The peak grip aperture was also clearly affected by the available sensory inputs (Fig. 3C). Peak grip aperture was credibly smaller in the VH condition compared with the H condition, and in V compared with the H condition (Fig. 3D). Also, the peak grip aperture in VH tended to be smaller than in the V condition. These results replicate previous findings and further corroborate that the simultaneous availability of visual and haptic inputs leads to a multisensory advantage (Camponogara and Volcic, 2019b, 2021b).
The peak grip aperture scaled with object size in all conditions (Fig. 3E). The scaling was equivalent in the VH and V conditions, and stronger compared with the H condition (Fig. 3F). This can be considered as a sign that, in central vision, the peak grip aperture modulation in multisensory grasping is mainly based on the visual size cue, as suggested by previous studies (Camponogara and Volcic, 2021b).
Comparisons between central and peripheral vision
Additional haptic inputs affected both peak velocity and peak grip aperture also in peripheral vision (Fig. 3A,C). As observed for central vision, holding the object with the contralateral hand facilitated faster movements and reduced grip apertures highlighting again the beneficial role of haptics.
The concurrent availability of peripheral vision and haptics enabled faster movements compared with when either of the two modalities was presented in isolation (Fig. 3B, pV–pVH and H–pVH comparisons). As expected, reach-to-grasp actions toward peripherally seen objects were slower than those toward centrally seen objects. The peak velocity was credibly lower in pVH compared with VH, and there was a tendency for a credibly lower peak velocity in pV compared with V (Fig. 3B, pV–V and pVH–VH comparisons).
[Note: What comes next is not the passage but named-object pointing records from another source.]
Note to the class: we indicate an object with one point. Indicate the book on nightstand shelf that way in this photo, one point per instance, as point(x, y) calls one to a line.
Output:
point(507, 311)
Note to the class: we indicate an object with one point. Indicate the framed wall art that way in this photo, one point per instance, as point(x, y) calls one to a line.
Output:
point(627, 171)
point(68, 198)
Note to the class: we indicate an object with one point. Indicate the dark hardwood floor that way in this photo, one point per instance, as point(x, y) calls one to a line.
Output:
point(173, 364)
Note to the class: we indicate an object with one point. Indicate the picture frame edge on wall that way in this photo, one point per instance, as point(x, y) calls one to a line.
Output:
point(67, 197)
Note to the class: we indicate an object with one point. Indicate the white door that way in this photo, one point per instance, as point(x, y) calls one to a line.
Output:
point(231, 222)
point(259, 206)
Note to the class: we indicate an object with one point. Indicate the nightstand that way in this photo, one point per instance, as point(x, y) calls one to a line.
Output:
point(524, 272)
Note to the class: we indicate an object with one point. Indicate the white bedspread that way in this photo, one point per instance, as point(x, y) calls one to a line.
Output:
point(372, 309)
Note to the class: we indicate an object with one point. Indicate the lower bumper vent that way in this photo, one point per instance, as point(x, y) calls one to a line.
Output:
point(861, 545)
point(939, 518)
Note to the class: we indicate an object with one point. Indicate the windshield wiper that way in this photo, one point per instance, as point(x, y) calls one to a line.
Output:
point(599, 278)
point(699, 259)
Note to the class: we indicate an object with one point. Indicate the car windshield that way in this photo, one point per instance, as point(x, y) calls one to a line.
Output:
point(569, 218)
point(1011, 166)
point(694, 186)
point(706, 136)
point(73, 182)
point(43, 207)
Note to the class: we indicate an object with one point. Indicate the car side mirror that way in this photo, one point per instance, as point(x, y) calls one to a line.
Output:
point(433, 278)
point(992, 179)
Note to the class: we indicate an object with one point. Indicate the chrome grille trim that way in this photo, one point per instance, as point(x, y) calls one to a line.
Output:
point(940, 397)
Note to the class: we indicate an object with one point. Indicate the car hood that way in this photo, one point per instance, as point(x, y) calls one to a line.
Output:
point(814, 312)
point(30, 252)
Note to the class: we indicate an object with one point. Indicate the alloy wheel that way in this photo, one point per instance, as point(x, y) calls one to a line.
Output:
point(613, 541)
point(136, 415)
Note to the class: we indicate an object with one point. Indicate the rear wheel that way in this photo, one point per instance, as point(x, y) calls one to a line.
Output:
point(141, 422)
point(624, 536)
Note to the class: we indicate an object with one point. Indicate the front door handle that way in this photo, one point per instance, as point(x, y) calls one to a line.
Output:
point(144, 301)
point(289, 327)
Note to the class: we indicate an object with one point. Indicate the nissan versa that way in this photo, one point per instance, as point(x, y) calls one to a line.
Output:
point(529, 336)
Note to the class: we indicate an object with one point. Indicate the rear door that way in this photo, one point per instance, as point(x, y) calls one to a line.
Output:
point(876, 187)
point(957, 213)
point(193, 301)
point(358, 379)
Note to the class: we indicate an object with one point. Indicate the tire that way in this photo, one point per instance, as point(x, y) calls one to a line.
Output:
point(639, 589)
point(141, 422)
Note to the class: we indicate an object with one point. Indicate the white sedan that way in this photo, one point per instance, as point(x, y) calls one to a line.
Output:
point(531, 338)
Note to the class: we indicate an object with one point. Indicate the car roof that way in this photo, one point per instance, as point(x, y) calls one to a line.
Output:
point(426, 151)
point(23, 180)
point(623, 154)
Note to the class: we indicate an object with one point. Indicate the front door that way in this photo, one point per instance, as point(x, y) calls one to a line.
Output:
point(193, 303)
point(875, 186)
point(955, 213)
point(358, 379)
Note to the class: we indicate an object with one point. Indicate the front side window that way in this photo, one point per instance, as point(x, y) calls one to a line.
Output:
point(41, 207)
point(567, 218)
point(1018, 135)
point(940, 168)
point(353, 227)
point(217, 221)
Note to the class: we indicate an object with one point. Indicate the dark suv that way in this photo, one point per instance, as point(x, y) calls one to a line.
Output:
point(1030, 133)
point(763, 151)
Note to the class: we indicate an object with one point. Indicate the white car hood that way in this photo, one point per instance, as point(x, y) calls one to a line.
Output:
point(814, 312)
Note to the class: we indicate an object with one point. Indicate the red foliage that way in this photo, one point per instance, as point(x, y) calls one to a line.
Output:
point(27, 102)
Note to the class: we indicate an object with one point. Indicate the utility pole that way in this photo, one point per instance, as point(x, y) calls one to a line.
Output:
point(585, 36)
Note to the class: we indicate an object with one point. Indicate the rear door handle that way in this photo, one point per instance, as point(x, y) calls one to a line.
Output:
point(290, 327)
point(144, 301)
The peak grip aperture credibly increased when the object was in peripheral compared with central vision, both with or without the support of concurrent haptic information (Fig. 3D, pV–V and pVH–VH comparisons). However, the switch from central to peripheral vision increased peak grip apertures more strongly when the grasping behavior was not supported by additional haptic information (pV–V vs pVH–VH). The effect of adding haptic information to peripheral vision resulted in credibly narrower peak grip apertures (Fig. 3D, pV–pVH comparison), whereas adding peripheral vision to haptics led to only a minor improvement (Fig. 3D, H–pVH comparison).
The availability of concurrent haptic size and position cues also partially prevented the typical worsening of the scaling of the grip aperture when grasping is guided only by peripheral vision (Fig. 3E). Object size scaling was credibly weaker in peripheral compared with central vision (Fig. 3F, pV–V and pVH–VH comparisons), but the scaling of the peak grip aperture was credibly stronger in the pVH condition compared with the pV condition (Fig. 3F, pV–pVH comparison), which was, in turn, identical to the H condition (Fig. 3F, H–pVH comparison). It is interesting to note that while in central vision the grip aperture scaled similarly in the unisensory visual and in the multisensory conditions (Fig. 3F, V–VH), the grip aperture in visual periphery scaled more strongly in the multisensory compared with the unisensory visual condition (Fig. 3F, pV–pVH). This suggests that haptic object position and size information are flexibly used according to the quality of visual information.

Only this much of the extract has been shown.